In another issue, the committee said it had made several requests since August regarding foreign travel made by VA employees during the past three years.
At the hearing, photos from Italy posted on the VA Canteen Service’s Twitter feed and Facebook page were posted on a screen, as was an accompanying comment: “Research is tough but someone has to do it.”
“Is this a boondoggle or not a boondoggle?” Miller asked.
Gould initially said he was not aware of the photos in question but noted later in the hearing that VA personnel need to engage with others worldwide to improve care for veterans.
“We have a community of physicians that are renowned across the world as leaders in their field,” he said. “We spend half a billion dollars a year in research and development, and we are smart enough to know that there are other smart folks out there in other countries that may have insights, suggestions and scientific advances that can help us serve our veterans more effectively.”
The Italy photos, which were removed from VA’s website within minutes of Miller showing them in the hearing room, were discussed again towards the end of the hearing.
By then, Gould said he had learned that the photos were part of a personal trip not funded by VA and should not have been put on VA’s website.
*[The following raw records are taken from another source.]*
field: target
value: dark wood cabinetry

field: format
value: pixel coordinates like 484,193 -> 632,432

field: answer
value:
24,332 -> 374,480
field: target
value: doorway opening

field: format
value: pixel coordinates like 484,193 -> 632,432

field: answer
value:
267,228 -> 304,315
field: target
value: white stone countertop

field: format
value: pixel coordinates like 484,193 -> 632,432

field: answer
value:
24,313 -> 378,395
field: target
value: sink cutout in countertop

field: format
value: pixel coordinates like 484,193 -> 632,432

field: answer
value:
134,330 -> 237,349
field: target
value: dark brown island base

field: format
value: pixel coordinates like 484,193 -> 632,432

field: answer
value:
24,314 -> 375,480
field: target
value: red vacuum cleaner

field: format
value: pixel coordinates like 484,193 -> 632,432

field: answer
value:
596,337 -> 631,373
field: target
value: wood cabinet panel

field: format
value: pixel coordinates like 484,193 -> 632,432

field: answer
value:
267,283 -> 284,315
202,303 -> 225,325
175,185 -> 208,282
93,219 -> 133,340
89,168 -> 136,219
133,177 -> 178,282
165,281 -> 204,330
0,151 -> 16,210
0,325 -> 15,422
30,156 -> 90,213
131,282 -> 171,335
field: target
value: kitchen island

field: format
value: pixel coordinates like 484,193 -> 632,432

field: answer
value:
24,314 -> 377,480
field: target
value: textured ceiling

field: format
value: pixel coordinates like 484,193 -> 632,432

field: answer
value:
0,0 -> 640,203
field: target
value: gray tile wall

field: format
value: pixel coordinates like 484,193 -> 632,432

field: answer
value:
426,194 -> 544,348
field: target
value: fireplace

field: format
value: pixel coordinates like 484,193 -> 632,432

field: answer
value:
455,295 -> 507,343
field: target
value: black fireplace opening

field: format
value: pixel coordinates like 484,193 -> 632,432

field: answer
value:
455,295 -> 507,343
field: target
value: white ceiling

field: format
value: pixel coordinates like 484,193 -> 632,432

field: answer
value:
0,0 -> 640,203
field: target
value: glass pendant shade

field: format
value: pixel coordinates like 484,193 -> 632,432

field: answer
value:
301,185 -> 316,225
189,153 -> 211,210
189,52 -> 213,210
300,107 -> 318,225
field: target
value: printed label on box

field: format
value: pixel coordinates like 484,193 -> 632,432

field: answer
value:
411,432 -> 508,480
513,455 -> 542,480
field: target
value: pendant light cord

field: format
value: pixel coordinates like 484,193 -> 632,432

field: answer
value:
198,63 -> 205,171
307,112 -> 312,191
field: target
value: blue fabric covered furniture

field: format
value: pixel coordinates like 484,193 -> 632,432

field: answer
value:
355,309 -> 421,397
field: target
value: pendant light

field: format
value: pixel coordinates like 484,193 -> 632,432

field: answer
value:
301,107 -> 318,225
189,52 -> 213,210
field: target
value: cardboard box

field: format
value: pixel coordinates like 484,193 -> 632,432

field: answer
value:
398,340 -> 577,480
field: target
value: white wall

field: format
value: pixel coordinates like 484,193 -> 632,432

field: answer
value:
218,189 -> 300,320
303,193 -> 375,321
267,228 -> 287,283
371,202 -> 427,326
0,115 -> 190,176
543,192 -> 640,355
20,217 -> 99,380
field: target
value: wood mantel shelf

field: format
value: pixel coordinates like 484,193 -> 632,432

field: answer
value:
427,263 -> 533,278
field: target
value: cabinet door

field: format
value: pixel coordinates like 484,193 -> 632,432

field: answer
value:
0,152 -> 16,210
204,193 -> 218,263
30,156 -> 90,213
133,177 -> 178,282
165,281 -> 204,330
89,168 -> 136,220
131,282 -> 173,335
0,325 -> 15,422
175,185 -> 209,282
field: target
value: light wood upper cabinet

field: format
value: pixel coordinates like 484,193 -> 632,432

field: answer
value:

He chided the committee for insinuating earlier in the hearing that the pictures might have been from a VA-funded trip and that something “untoward had happened.”
“I hope you understand that putting that kind of information out is a slap at the employees who work at VA every day,” Gould said.
This prompted an angry response from Miller, who said he has never “slapped” any of the VA employees but instead faults VA leadership. Miller said he and Gould had a civil conversation the day before but that, now, the “truce is over” before slamming the gavel to end the hearing.
“Expect much more oversight from this committee,” Miller declared.